• FC-10.1 FC-10.1 General Requirements

    • FC-10.1.1

      Insurance licensees must ensure that they allocate appropriate resources and have in place systems and controls to deter, detect, and record instances of fraud or attempted fraud.

    • FC-10.1.2

      Fraud may arise from internal sources originating from changes or weaknesses to processes, products and internal systems and controls. Fraud can also arise from external sources, such as claims fraud.

    • FC-10.1.3

      Any actual or attempted fraud incident (however small) must be reported to the appropriate authorities (including the CBB) and followed up. Monitoring systems must be designed to measure fraud patterns that might reveal a series of related fraud incidents.

      Amended: January 2007

    • FC-10.1.4

      Insurance licensees must ensure that a person is given overall responsibility for the prevention, detection and remedy of fraud, at a senior level of the organisation.

    • FC-10.1.5

      Insurance licensees must ensure the effective segregation of functions and responsibilities, between different individuals and departments, such that the possibility of financial crime is reduced and that no single individual is able to initiate, process and control a transaction.

    • FC-10.1.6

      Insurance licensees must provide regular training to their management and staff, to make them aware of potential fraud risks.

    • Advance Fee Fraud

      • FC-10.1.7

        In a number of jurisdictions, there have been a number of recent incidents whereby insurance entities have either been the victims of, or have inadvertently provided assistance to, advance fee frauds. Advance fee fraud consists of setting up a fraudulent and almost certainly non-existent financial or banking transaction, the aim of which is to defraud an innocent third party of an up front payment or deposit which is intended by the third party to be consideration for their involvement in that financial transaction, the receipt of a low interest or interest fee loan or the receipt of some other financial benefit. The types of transactions used as the façade for the frauds vary in detail, some of the most common are investment in financial instruments, self liquidating loans and loans or other financial benefits. Although these transactions are generally based around banking or securities transactions, it is occasionally the case that the transaction will purport to be guaranteed by insurers.

      • FC-10.1.8

        The most common type of advance fee fraud is for a fraudster to approach a company or sovereign state which has a poor credit rating or which is in some financial difficulty and offer to obtain funding at beneficial rates. Likewise, a potential investor may be approached and offered the opportunity to invest in a transaction with a very high rate of return. In each instance, the borrower or investor will be asked to provide some funds up front to cover the costs of setting up the transaction or by way of a deposit or down payment on fees. Once the fee has been paid, the fraudster will disappear and the transaction will, on further investigation, prove to be fictitious.

      • FC-10.1.9

        Insurance licensees are encouraged to promote the exchange of information amongst themselves with respect to fraud and those committing fraud including, as appropriate, through the use of databases. Licensees should also consider the need to exchange information with the police and other external bodies.

      • FC-10.1.10

        Insurance claims fraud is an offence punishable under the provision of Section 391 of the Penal Code, Decree Act No. (15), of 1976 of the Kingdom of Bahrain.

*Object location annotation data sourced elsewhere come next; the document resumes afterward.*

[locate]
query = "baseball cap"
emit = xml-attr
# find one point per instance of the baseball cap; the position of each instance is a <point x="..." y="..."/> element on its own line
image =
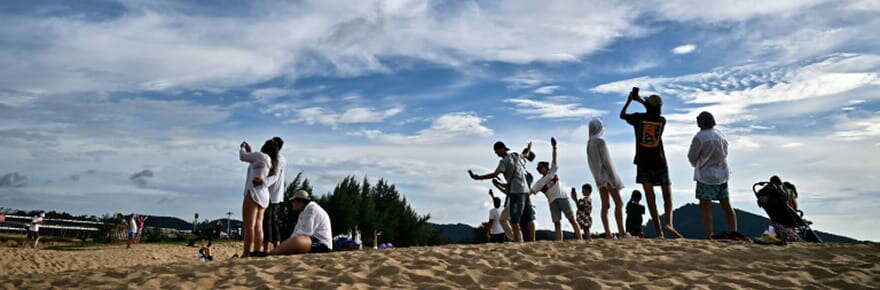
<point x="500" y="145"/>
<point x="301" y="194"/>
<point x="654" y="101"/>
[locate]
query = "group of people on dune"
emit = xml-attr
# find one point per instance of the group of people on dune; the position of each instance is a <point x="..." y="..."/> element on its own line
<point x="264" y="194"/>
<point x="707" y="154"/>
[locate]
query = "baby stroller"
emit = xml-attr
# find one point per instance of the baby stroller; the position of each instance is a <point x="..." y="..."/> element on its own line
<point x="774" y="198"/>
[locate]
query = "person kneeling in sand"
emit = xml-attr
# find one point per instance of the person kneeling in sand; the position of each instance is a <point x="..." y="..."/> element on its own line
<point x="312" y="233"/>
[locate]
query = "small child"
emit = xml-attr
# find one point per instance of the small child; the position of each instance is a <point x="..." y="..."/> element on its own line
<point x="585" y="209"/>
<point x="634" y="213"/>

    • Guidance Provided by the IAIS

      • FC-10.1.11

        In October 2006, the International Association of Insurance Supervisors (IAIS) issued Guidance Paper on Preventing, Detecting and Remedying Fraud in Insurance (see www.iaisweb.org/publication). The Guidance Paper has been developed to help the insurance sector prevent and detect cases of fraud. Insurance licensees should assess their own vulnerability and implement effective and efficient policies, procedures and controls to address the risk of fraud.